- English film poster
- Directed by: Stavros Tsiolis
- Written by: Nikos Foskolos
- Produced by: Finos Film
- Starring: Nikos Kourkoulos
- Music by: Mimis Plessas
- Production company: Finos Film
- Release date: 23 March 1971;
- Running time: 104 minutes
- Country: Greece
- Language: Greek

= Abuse of Power (film) =

1971 film by Stavros Tsiolis

Abuse of Power (Κατάχρησις Εξουσίας) is a 1971 film directed by Stavros Tsiolis and starring Nikos Kourkoulos, Betty Livanou and Manos Katrakis.

== Plot ==

Nikos Kourkoulos plays Haridimos Tsiontis, a student who becomes a police detective and a member of the drug squad looking for the killers of his drug-addicted brother. His unconventional tactics get him into trouble with his superiors but they eventually relent and allow him to continue his investigation. The drug dealers discover his identity and force him to become a drug addict. In the end, Tsiontis recovers from his drug addiction and manages to get the drug kingpin arrested.

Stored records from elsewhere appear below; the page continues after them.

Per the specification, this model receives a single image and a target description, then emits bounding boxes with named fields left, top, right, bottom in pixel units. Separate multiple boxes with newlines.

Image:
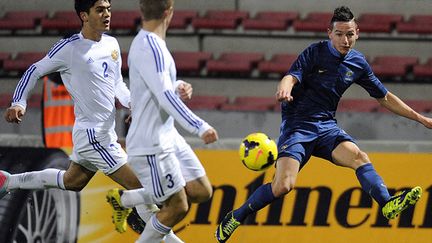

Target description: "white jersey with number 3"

left=126, top=30, right=210, bottom=155
left=12, top=33, right=130, bottom=129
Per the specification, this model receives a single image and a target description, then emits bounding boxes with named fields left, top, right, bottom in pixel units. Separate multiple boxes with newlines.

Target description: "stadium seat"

left=172, top=51, right=213, bottom=74
left=3, top=52, right=46, bottom=73
left=242, top=11, right=299, bottom=30
left=258, top=54, right=297, bottom=75
left=397, top=15, right=432, bottom=34
left=192, top=10, right=249, bottom=29
left=169, top=10, right=198, bottom=29
left=111, top=10, right=141, bottom=33
left=337, top=99, right=381, bottom=112
left=413, top=58, right=432, bottom=78
left=293, top=12, right=333, bottom=32
left=371, top=56, right=418, bottom=77
left=0, top=93, right=12, bottom=108
left=0, top=11, right=48, bottom=31
left=207, top=52, right=264, bottom=75
left=221, top=96, right=277, bottom=111
left=0, top=52, right=12, bottom=67
left=186, top=96, right=228, bottom=110
left=41, top=11, right=81, bottom=33
left=359, top=13, right=403, bottom=33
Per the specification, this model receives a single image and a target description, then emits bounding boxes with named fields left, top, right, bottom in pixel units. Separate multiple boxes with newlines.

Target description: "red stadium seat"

left=397, top=15, right=432, bottom=34
left=258, top=54, right=297, bottom=75
left=413, top=58, right=432, bottom=78
left=41, top=11, right=81, bottom=32
left=110, top=10, right=141, bottom=31
left=293, top=12, right=333, bottom=32
left=207, top=52, right=264, bottom=75
left=172, top=51, right=213, bottom=74
left=3, top=52, right=45, bottom=72
left=0, top=93, right=12, bottom=108
left=0, top=52, right=12, bottom=67
left=192, top=10, right=249, bottom=29
left=186, top=96, right=228, bottom=110
left=221, top=96, right=277, bottom=111
left=242, top=11, right=299, bottom=30
left=169, top=10, right=198, bottom=29
left=371, top=56, right=418, bottom=77
left=0, top=11, right=48, bottom=30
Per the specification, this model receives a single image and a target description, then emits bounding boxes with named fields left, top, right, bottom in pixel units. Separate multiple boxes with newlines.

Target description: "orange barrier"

left=78, top=150, right=432, bottom=243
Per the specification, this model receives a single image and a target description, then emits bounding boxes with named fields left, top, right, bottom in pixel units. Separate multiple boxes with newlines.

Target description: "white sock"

left=120, top=188, right=155, bottom=208
left=164, top=230, right=184, bottom=243
left=136, top=215, right=171, bottom=243
left=7, top=169, right=66, bottom=190
left=135, top=204, right=184, bottom=243
left=135, top=204, right=160, bottom=224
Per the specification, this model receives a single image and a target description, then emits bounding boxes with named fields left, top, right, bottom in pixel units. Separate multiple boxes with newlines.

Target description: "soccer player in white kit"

left=105, top=0, right=218, bottom=243
left=0, top=0, right=160, bottom=235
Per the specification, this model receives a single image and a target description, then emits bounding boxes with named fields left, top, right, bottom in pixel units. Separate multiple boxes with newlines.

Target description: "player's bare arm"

left=4, top=105, right=25, bottom=123
left=276, top=75, right=298, bottom=102
left=377, top=92, right=432, bottom=128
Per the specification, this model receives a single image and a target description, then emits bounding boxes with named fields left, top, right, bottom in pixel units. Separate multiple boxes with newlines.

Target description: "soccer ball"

left=239, top=133, right=277, bottom=171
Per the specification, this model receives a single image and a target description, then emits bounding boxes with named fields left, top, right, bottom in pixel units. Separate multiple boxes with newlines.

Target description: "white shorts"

left=70, top=128, right=127, bottom=175
left=128, top=135, right=206, bottom=203
left=175, top=136, right=206, bottom=182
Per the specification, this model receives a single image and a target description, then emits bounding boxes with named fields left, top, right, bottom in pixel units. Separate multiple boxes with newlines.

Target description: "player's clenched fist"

left=201, top=128, right=219, bottom=144
left=4, top=105, right=25, bottom=123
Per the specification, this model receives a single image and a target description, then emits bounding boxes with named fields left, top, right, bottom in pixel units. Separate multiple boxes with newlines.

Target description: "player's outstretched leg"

left=0, top=170, right=10, bottom=199
left=382, top=186, right=422, bottom=219
left=215, top=211, right=240, bottom=243
left=106, top=188, right=132, bottom=233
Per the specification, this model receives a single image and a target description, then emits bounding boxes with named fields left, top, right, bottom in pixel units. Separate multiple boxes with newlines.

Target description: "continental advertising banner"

left=78, top=150, right=432, bottom=243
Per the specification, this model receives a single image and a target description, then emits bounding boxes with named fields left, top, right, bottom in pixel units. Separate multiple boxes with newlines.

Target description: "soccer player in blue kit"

left=215, top=6, right=432, bottom=243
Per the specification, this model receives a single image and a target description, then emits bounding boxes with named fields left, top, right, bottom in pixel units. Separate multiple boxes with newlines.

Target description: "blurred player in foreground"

left=215, top=7, right=432, bottom=242
left=0, top=0, right=162, bottom=235
left=108, top=0, right=218, bottom=243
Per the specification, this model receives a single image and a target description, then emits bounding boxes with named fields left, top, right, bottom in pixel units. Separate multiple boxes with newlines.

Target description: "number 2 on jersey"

left=102, top=62, right=108, bottom=78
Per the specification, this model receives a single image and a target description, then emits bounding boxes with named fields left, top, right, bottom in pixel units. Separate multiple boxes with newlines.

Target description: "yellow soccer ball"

left=239, top=133, right=278, bottom=171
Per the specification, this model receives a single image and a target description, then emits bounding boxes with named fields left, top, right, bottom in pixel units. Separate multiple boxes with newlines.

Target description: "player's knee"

left=355, top=150, right=370, bottom=167
left=188, top=187, right=213, bottom=203
left=272, top=178, right=295, bottom=197
left=174, top=201, right=189, bottom=221
left=63, top=178, right=87, bottom=192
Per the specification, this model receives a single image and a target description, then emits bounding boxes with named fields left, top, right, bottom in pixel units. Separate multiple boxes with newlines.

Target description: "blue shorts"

left=278, top=120, right=355, bottom=168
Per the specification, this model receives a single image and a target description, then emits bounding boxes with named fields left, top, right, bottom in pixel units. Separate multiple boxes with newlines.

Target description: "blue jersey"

left=282, top=41, right=387, bottom=121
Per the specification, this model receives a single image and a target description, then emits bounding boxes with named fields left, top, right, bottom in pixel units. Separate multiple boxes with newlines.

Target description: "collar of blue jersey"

left=327, top=40, right=351, bottom=58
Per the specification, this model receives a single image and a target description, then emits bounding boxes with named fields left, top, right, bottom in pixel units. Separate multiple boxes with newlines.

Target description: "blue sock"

left=233, top=183, right=277, bottom=222
left=356, top=163, right=390, bottom=207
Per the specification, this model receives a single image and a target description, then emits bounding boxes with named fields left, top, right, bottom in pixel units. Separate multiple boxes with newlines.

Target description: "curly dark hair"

left=75, top=0, right=111, bottom=16
left=330, top=6, right=357, bottom=27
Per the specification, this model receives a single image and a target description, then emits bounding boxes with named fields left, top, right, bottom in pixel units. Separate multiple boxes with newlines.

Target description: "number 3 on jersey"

left=102, top=62, right=108, bottom=78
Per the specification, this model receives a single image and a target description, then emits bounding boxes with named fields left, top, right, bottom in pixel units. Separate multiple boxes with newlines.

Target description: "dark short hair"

left=75, top=0, right=111, bottom=19
left=330, top=6, right=355, bottom=27
left=140, top=0, right=174, bottom=21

His superior officer congratulates him and offers him a permanent job as a member of the drug squad but Tsiontis refuses and returns to his studies.

== Cast ==
- Nikos Kourkoulos as Charidimos Siontis / Stathis Theodorelos
- Betty Livanou as Eleni Apostolopoulou
- Manos Katrakis as Kanelos Vasilopoulos
- Spyros Kalogirou as Vasilis Apostolopoulos
- Giannis Argyris as boss
- Nassos Kedrakas as pub owner
- Andreas Filippidis as police chief
- Spyros Konstantopoulos as Peresiadis
- Dinos Karydis as Antonis

== Production ==
The film includes scenes from Thrace, e.g. at Lake Vistonida and at the Evros customs house.

== Release ==
The film premiered in Greece on 23 March 1971.

==Reception==
Abuse of Power was the fourth most commercially successful film of 1971 in Greece.